Now we can conclude that the domain of $\gamma$ contains $[t_0, \infty)$ . If this not occur exists a maximal $\omega^{+}$ $\in$ $\mathbb{R}$ such that $\gamma: [0, \omega^+) \rightarrow \mathbb{R}^3$. Remember that $(u(t),v(t))$ resolves the geodesic differential equation, by ODE theorems we know that $(u(t),v(t))$ $\to$ $\partial \mathbb{R}^2$ when $t \rightarrow \omega^{+}$ (This means that for every compact $K$ $\subset$ $\mathbb{R}^2$, $\exists$ $t_K$ such that $(u(t),v(t)) \not\in K$, forall $t>t_K$).

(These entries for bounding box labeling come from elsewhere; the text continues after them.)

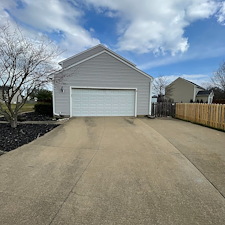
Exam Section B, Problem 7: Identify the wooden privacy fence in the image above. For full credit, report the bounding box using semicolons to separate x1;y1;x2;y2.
176;103;225;130
151;102;176;117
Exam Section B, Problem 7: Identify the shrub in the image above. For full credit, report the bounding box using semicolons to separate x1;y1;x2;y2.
34;103;53;116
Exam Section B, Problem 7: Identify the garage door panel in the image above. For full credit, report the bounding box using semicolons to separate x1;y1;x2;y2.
72;89;135;116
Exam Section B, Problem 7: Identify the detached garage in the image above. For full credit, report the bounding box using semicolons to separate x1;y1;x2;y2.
53;45;153;117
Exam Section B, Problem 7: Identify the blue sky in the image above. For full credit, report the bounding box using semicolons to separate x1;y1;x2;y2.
0;0;225;85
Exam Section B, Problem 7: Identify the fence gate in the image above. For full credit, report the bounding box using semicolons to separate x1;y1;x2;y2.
152;102;176;117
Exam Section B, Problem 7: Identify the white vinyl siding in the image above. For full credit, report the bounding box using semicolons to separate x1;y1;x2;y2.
71;88;135;116
54;53;151;116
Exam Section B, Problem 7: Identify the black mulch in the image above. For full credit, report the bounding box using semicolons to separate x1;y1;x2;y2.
0;112;53;121
0;124;58;151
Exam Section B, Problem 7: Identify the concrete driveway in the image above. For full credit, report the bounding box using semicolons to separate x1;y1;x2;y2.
0;117;225;225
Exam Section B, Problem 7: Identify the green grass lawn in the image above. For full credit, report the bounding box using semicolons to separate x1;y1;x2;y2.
0;103;35;112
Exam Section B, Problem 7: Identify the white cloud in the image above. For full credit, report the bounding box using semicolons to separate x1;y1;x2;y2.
138;46;225;70
0;0;99;56
155;74;210;88
86;0;220;55
217;2;225;25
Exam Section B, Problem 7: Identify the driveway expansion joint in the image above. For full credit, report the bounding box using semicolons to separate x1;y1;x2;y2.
49;118;105;225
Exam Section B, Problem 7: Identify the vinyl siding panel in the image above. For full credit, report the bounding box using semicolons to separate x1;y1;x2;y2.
54;53;151;115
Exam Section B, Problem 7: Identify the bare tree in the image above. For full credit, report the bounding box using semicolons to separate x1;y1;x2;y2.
212;62;225;93
0;24;59;127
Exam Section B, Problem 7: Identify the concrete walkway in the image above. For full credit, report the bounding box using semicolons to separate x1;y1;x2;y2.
0;118;225;225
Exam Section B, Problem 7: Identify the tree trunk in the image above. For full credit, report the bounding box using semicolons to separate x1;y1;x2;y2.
10;118;17;128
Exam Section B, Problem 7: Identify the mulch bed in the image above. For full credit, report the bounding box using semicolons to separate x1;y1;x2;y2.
0;123;58;151
0;112;53;121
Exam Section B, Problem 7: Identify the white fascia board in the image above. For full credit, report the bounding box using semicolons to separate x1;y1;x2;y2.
55;50;153;81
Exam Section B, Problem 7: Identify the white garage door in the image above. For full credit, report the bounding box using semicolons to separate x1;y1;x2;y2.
71;89;135;116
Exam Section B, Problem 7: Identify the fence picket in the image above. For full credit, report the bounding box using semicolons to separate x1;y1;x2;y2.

so $$|(u(t),v(t))| \rightarrow \infty, \quad \mbox{when}\quad t \rightarrow \omega^{+}. $$

But from Mean Value Theorem and (4).

$$|u(t) - u(t_0)| < \frac{\omega^{+} - t_0}{r} \quad |v(t) - v(t_0)| < \frac{\omega^{+}- t_0}{a-r}, \quad \forall t \in [t_0, \omega^{+})$$

Absurd! Then $\gamma$ is well defined forall $t$ $\in$ $[t_0, \infty).$

Note that $u'(t) >0$, and (by the reductio ad absurdum hypothesis) $u(t) < \pi$, $\forall$ $t$ $\in$ $[t_0, \infty]$ as $u (t)$ is limited and increasing, there is $\tilde{u} \leq \pi$ satisfying $$\lim_{t \rightarrow \infty} u(t) = \tilde{u} $$

Now we will prove that $\liminf\limits_{t \rightarrow \infty} u'(t) \rightarrow 0 $ when $t \rightarrow \infty$. In case otherwise, there will be $ c> 0 $ such that $ u '(t)> c $ for all $ t> t_c $ which implies that $$ | u (t) - u (t_c) | > c | t - t_c | $$ $$\Rightarrow u(t) \rightarrow \infty, \qquad \mbox{when} \quad t \rightarrow \infty $$ Absurd! So $\exists$ sequence $(t_k)_{k \in \mathbb{N}}$, such that $t_k \rightarrow \infty$ and $u'(t_k) \rightarrow 0$ when $k\rightarrow \infty$. But this imply that

$$\cos(\theta (t_k)) \rightarrow 1, \quad \mbox{when}\quad k \rightarrow \infty $$ and $$a-r > c = \lim_{k \rightarrow \infty} (r\cos(u(t_k)) +a) \cos(\theta (t_k)) = (r \cos(\tilde{u}) +a ) 1 \geq a-r $$ (Final) Absurd! So we conclude that $u(t)$ must pass to $\pi$ (or $-\pi$, if you suppose that $u'(t) <0$).

Therefore, we proved the theorem.